VRF technology lets you consolidate multiple virtual routers onto a single physical server, reducing hardware costs while maintaining network isolation. With open-source VRF implementations, you can:
- Replace expensive hardware routers with commodity servers running FRR
- Isolate tenant networks on shared infrastructure without VM overhead
- Build multi-tenant cloud platforms with per-tenant routing
- Test network configurations in isolated VRFs before production deployment
- Run conflicting services (overlapping IP ranges) on the same host
For GRE tunneling between VRF endpoints, see our GRE tunnel management guide. If you need BFD failure detection per VRF, check our BFD protocol daemons article. For VXLAN overlay networks with VRF integration, our VXLAN tunneling guide covers the setup.
FAQ
What is VRF and how does it differ from network namespaces?
VRF (Virtual Routing and Forwarding) creates isolated routing tables within the same network namespace. Network namespaces create completely isolated network stacks (interfaces, routing, iptables). VRF is lighter weight — interfaces in different VRFs share the same namespace but have separate routing tables. Use VRF for routing isolation; use network namespaces for complete network stack isolation.
Can I run BGP in multiple VRFs simultaneously?
Yes, FRRouting supports per-VRF BGP instances. Each VRF can have its own BGP process with independent AS numbers, neighbors, and routing policies. Configure with router bgp <AS> vrf <name> in FRR. This is commonly used in multi-tenant environments where each tenant needs their own BGP peering.
How do I run a command inside a VRF context?
Use ip vrf exec <vrf-name> <command>. For example: ip vrf exec mgmt ping 10.0.0.1 or ip vrf exec production curl http://10.0.0.100. For systemd services, use BindToVRF=<name> in the service unit file.
What is route leaking between VRFs?
Route leaking is the controlled exchange of routes between VRFs. It allows selective traffic flow between isolated routing domains. In FRRouting, configure route leaking with route-maps and redistribution between VRF instances. In Linux kernel VRF, use policy-based routing (ip rule) to forward traffic between VRF tables.
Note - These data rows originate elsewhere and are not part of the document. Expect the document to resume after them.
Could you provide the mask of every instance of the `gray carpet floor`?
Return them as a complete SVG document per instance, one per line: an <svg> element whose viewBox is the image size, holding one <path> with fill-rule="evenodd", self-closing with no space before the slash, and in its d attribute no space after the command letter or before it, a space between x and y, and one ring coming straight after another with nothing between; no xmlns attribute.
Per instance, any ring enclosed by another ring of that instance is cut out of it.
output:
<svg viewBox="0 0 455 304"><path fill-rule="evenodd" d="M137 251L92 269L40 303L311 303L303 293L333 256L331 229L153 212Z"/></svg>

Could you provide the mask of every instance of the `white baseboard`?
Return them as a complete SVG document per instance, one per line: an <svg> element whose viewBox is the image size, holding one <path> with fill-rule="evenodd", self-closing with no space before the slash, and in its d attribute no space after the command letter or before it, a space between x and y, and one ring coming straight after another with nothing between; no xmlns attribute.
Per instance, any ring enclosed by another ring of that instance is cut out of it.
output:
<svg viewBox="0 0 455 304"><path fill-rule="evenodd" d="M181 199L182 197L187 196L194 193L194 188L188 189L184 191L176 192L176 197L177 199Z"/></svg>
Does VRF work with Docker containers?
Docker uses network namespaces, not VRFs. Each Docker container gets its own network namespace with separate interfaces and routing. Netavark (Podman’s network stack) provides similar isolation with additional features like built-in DNS. For VRF-like isolation in Docker, use macvlan or ipvlan drivers with separate subnets.
How many VRFs can Linux support?
Linux can support thousands of VRFs. Each VRF is a lightweight virtual device with its own routing table. The practical limit depends on available memory and the routing daemon’s capacity. FRRouting routinely supports 100+ VRFs with full BGP/OSPF per VRF on standard server hardware.
Can I combine VRF with VXLAN?
Yes, VRF and VXLAN are commonly used together. VXLAN provides Layer 2 overlay tunneling, while VRF provides Layer 3 routing isolation. In FRRouting, configure VXLAN interfaces inside VRF contexts for per-tenant overlay networks. This is the standard architecture for multi-tenant cloud platforms.